I think ESPN is pinching pennies by not sending announcers to Tokyo. This isn’t some World Cup qualifying game, it’s Opening Day of the baseball season. At least send someone to report from the crowd, tell us what’s going on in the dome, what it’s like to be at the game.
Things are dire, journalistically speaking, when I’m advocating for a sideline reporter.
In the fifth-inning Rodriguez doubles down the right-field line for his first hit as a Yankee. Gary Sheffield drives him in with a check-swing double and the Yankees lead 3-2. Rays shortstop Julio Lugo saves another run with a nice catch on Ruben Sierra’s pop to shallow center, which means that Jose Cruz Jr.’s homer on an 0-2 pitch leading off the bottom of the inning ties the game.
Tino Martinez, now officially in the twilight of his career, follows that with a double and Mussina’s in trouble.

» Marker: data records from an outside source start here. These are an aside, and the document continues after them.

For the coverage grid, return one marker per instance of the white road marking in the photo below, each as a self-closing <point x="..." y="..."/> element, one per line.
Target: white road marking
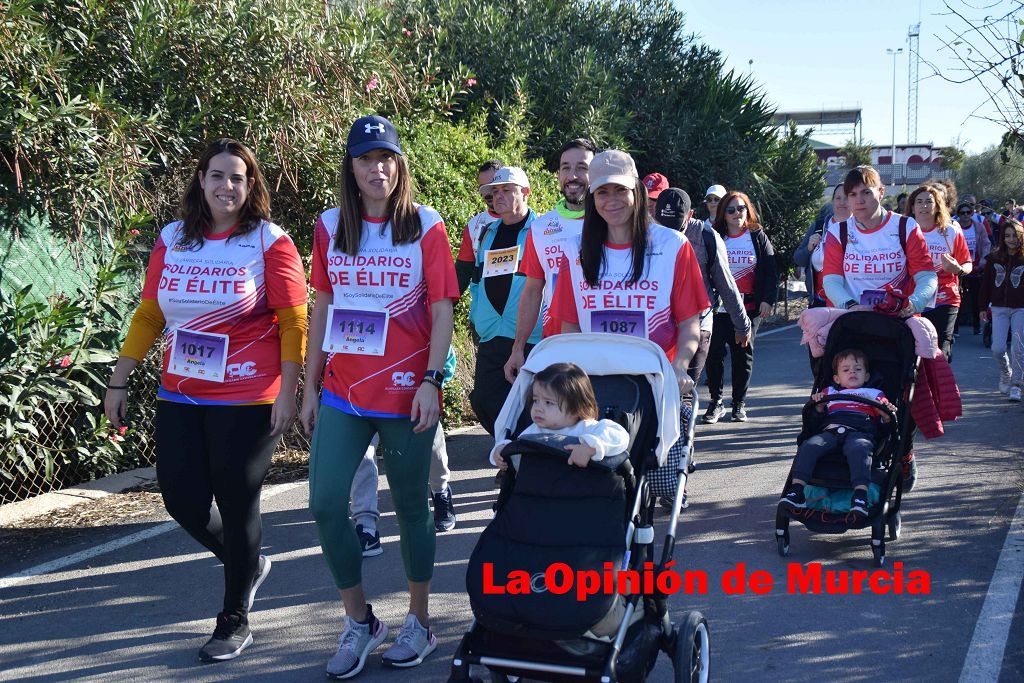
<point x="984" y="656"/>
<point x="117" y="544"/>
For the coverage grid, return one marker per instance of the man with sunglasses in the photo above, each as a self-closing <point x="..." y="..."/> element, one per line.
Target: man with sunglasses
<point x="471" y="236"/>
<point x="544" y="249"/>
<point x="979" y="246"/>
<point x="713" y="196"/>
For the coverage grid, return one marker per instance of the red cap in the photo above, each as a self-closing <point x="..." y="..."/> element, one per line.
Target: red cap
<point x="655" y="183"/>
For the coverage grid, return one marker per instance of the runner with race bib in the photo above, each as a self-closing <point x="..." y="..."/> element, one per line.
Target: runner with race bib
<point x="627" y="274"/>
<point x="380" y="333"/>
<point x="227" y="290"/>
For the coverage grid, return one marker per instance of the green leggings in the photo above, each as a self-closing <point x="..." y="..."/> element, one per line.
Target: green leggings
<point x="339" y="442"/>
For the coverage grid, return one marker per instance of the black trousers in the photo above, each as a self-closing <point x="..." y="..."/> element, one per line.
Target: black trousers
<point x="970" y="289"/>
<point x="699" y="357"/>
<point x="944" y="319"/>
<point x="489" y="386"/>
<point x="724" y="337"/>
<point x="855" y="445"/>
<point x="211" y="462"/>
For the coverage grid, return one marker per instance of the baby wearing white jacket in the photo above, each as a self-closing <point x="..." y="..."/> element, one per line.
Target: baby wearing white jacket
<point x="563" y="402"/>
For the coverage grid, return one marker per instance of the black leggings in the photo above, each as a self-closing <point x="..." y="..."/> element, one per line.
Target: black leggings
<point x="222" y="454"/>
<point x="724" y="336"/>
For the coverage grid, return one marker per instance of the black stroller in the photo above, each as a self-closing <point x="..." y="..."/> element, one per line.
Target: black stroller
<point x="597" y="519"/>
<point x="889" y="345"/>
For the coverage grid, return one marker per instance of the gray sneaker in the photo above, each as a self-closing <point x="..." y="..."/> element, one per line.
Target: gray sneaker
<point x="354" y="645"/>
<point x="412" y="646"/>
<point x="715" y="411"/>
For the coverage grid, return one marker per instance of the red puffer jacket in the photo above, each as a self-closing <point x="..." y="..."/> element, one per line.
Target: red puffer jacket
<point x="936" y="396"/>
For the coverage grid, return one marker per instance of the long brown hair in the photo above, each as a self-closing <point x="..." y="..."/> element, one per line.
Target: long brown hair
<point x="941" y="213"/>
<point x="572" y="388"/>
<point x="595" y="233"/>
<point x="999" y="253"/>
<point x="752" y="214"/>
<point x="196" y="215"/>
<point x="404" y="219"/>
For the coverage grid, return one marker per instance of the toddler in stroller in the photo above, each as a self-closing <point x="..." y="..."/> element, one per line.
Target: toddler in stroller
<point x="562" y="401"/>
<point x="886" y="345"/>
<point x="850" y="427"/>
<point x="554" y="580"/>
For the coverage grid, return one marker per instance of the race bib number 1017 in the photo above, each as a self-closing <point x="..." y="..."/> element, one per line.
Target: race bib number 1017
<point x="199" y="354"/>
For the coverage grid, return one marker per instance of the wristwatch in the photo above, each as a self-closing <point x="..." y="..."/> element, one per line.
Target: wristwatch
<point x="434" y="377"/>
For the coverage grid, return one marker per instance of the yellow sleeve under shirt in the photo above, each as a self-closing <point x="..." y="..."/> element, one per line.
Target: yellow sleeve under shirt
<point x="147" y="324"/>
<point x="292" y="330"/>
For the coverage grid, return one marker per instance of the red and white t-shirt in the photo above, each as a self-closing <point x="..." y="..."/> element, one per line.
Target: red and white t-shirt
<point x="471" y="236"/>
<point x="544" y="249"/>
<point x="229" y="286"/>
<point x="854" y="407"/>
<point x="950" y="241"/>
<point x="742" y="263"/>
<point x="670" y="290"/>
<point x="402" y="280"/>
<point x="875" y="258"/>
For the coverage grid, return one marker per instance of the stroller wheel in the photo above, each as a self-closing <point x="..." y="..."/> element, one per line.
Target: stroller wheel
<point x="895" y="525"/>
<point x="692" y="654"/>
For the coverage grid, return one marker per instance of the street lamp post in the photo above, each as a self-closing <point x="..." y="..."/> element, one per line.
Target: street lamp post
<point x="892" y="160"/>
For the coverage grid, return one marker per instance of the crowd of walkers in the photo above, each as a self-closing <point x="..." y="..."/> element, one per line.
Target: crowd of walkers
<point x="226" y="289"/>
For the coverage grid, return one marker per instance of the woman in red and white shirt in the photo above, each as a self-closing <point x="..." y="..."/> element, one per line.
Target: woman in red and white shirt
<point x="379" y="335"/>
<point x="627" y="274"/>
<point x="950" y="256"/>
<point x="227" y="290"/>
<point x="752" y="261"/>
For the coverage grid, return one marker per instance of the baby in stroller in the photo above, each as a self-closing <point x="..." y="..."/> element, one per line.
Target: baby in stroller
<point x="849" y="426"/>
<point x="562" y="401"/>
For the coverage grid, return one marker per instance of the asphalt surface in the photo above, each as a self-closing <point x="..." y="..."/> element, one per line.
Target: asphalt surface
<point x="142" y="610"/>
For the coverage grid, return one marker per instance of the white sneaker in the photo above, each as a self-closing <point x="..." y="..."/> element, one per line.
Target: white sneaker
<point x="412" y="646"/>
<point x="354" y="645"/>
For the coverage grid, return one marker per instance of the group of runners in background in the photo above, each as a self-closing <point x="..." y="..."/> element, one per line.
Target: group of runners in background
<point x="617" y="253"/>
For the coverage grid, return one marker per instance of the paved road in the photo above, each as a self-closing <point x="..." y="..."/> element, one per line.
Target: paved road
<point x="142" y="610"/>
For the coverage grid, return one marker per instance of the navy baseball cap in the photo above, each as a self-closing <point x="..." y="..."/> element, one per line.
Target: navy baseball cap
<point x="372" y="132"/>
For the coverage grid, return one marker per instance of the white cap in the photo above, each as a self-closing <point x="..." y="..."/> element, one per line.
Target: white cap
<point x="612" y="166"/>
<point x="509" y="175"/>
<point x="716" y="190"/>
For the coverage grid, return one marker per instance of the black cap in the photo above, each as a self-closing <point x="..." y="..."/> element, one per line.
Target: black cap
<point x="673" y="206"/>
<point x="372" y="132"/>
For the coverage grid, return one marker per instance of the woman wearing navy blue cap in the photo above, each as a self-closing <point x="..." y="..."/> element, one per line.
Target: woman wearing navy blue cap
<point x="380" y="333"/>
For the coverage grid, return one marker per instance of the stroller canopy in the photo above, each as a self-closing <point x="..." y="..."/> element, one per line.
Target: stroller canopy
<point x="602" y="354"/>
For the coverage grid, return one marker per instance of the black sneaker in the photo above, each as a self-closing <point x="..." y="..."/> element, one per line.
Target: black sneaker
<point x="715" y="411"/>
<point x="229" y="638"/>
<point x="909" y="472"/>
<point x="443" y="510"/>
<point x="370" y="542"/>
<point x="858" y="504"/>
<point x="261" y="574"/>
<point x="795" y="498"/>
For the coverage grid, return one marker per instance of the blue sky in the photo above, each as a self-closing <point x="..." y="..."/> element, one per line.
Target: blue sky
<point x="810" y="54"/>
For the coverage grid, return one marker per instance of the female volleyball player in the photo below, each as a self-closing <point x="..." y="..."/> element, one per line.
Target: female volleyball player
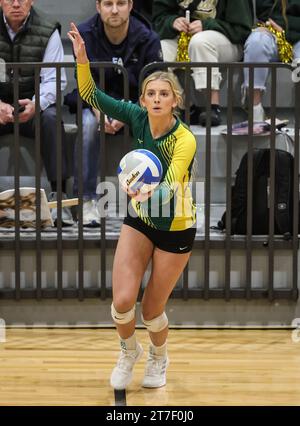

Lugo’s double over Kenny Lofton’s head in center field gives the Rays the lead, but a reeling Mussina stays in. “This is still a spring training game in a lot of ways,” Reynolds says, meaning that Mussina needs to get his work in.
Hall drills a double past Rodriguez to chase Mussina and give Tampa Bay a 5-3 lead.
Have I mentioned how ugly the Devil Rays’ green uniforms are? I mean this year?
7 a.m. CST: In the seventh, Yanks reliever Paul Quantrill goes out with an injury after colliding with Rodriguez on a bunt play, Rocco Baldelli reaching safely. Felix Heredia comes in to pitch, has a pickoff throw missed by Giambi for a two-base error, then gives up an RBI single to Huff and a two-run homer to the rejuvenated Tino Martinez.
How about those Devil Rays! It’s 8-3! What a genius move by Major League Baseball to send this exciting, powerhouse team over for the Japanese fans to see.
The 55,000 fans in the house are about a week’s worth of home crowds in St. Petersburg. Japan is a baseball-mad country, but are these baseball fans in the crowd? They cheer madly for a Matsui foul pop wide of third, and groan as one as the ball settles into Damian Rolls’ glove. I know they love Godzilla, but have they ever seen a baseball game before?
I thought MLB was just trying to sell American baseball to people who are already baseball fans. If the Japanese fans are this unsophisticated, if they’re non-fans just out for the special event of two American games being played in their country, then Major League Baseball has a lot of selling to do. Baseball’s strength is its everyday-ness, not special events. It takes a long time to make fans out of people who cheer foul balls. It’s too early in this process to be hijacking regular-season games overseas.
Whoa, I’m fading. I’m going for that second cup of coffee.
It’s the eighth inning and Ravech has just mentioned the advertising on the uniforms for the first time. He says it’s just for these two games and asks his partners if they think there’s going to be a day when there are regularly ads on uniforms.
“I think everything in sports is available for sale,” Peter Gammons says.
That reminds me to mention that naming rights for this column are still available for sale.
The Devil Rays win 8-3, and move into first place in the American League East. I’ve got to get out of here before “Cold Pizza” starts.